New dev dependencies on backend/:

• testcontainers[postgres] — Postgres container for integration tests (replaces the legacy testcontainers-postgres package, see CI section)
• pytest-xdist[psutil] — parallel test runs

cli/ has its own dependency tree: typer, jinja2, fastapi-boilerplate (workspace dep). No CLI deps are pulled into the backend deploy artifact.

---

Breaking Changes

• Project layout. src/app/ is gone. Imports of the form from src.app.X import Y will fail at import time. New form: from infrastructure.X import Y, from interfaces.X import Y, from modules.X import Y. Anyone with a fork on top of this branch needs an import sweep.
• Auth model. JWT access/refresh tokens are gone, the token_blacklist table is gone. Any client sending Authorization: Bearer <jwt> will be rejected. Cookie-based session auth is the API surface now; CSRF tokens are required for state-changing endpoints (CSRF_ENABLED=true by default).
• Admin panel. CRUDAdmin views are gone; SQLAdmin is the replacement. Any custom admin view code from a fork needs to be ported to the SQLAdmin ModelView shape (the DataclassModelMixin reduces the boilerplate).
• Workers. ARQ is gone. arq app.core.worker.WorkerSettings is replaced by taskiq worker infrastructure.taskiq.worker:default_broker. Any custom ARQ jobs need to be re-registered as Taskiq tasks.
• API key hash format. Stored key_hash values are now scrypt$N$r$p$salt$derived, not plain SHA256 hex. Any existing API keys hashed with the old SHA256 (or the brief HMAC-SHA256 interim) will not validate. For boilerplate users this is fine — they're starting fresh. Anyone running this code in prod must invalidate existing keys and have users regenerate.
• Settings layout. src/app/core/config.py is gone. Settings classes are split into focused groups under infrastructure/config/settings.py (AuthSettings, CacheSettings, RateLimiterSettings, etc.) and composed into a single Settings class. Env var names are largely unchanged but a few moved (e.g., session-related vars are under AuthSettings now, not SecuritySettings).
• Sync command. cd backend && uv sync --extra dev no longer pulls all the deps because workspace member extras need --all-packages.

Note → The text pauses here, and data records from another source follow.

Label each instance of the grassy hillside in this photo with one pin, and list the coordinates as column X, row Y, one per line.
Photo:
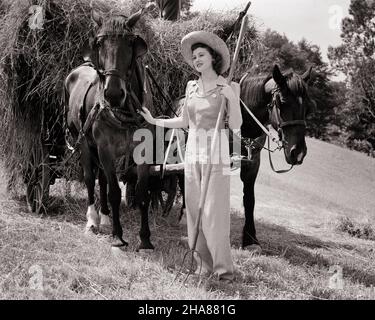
column 296, row 218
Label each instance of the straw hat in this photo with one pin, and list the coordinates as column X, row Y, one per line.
column 210, row 39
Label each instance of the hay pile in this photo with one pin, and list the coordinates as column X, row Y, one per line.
column 34, row 64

The new form is uv sync --all-packages --all-extras from the repo root. Anyone running the old command will silently get a venv missing pytest/mypy/ruff.
• Deployment scaffolder. setup.py / deploy.py (the standalone scripts) and the scripts/{local_with_uvicorn,gunicorn_managing_uvicorn_workers,production_with_nginx}/ artifact directories are gone. bp deploy generate {local,prod,nginx} does this now and writes to the project root.
• Docs site generator. mkdocs.yml is gone. Local serve is uvx zensical serve, not uvx --with mkdocs-material mkdocs serve. mkdocs gh-deploy workflows need to be updated to zensical build + a separate Pages deploy step.
• Removed dead code. src/app/api/v1/posts.py, src/app/models/post.py, src/app/schemas/post.py, src/app/crud/crud_posts.py — the demo Posts feature is gone. src/app/core/db/{token_blacklist,crud_token_blacklist}.py — JWT blacklist gone with JWT itself. Imports referencing any of these will fail at import time (loud, not silent).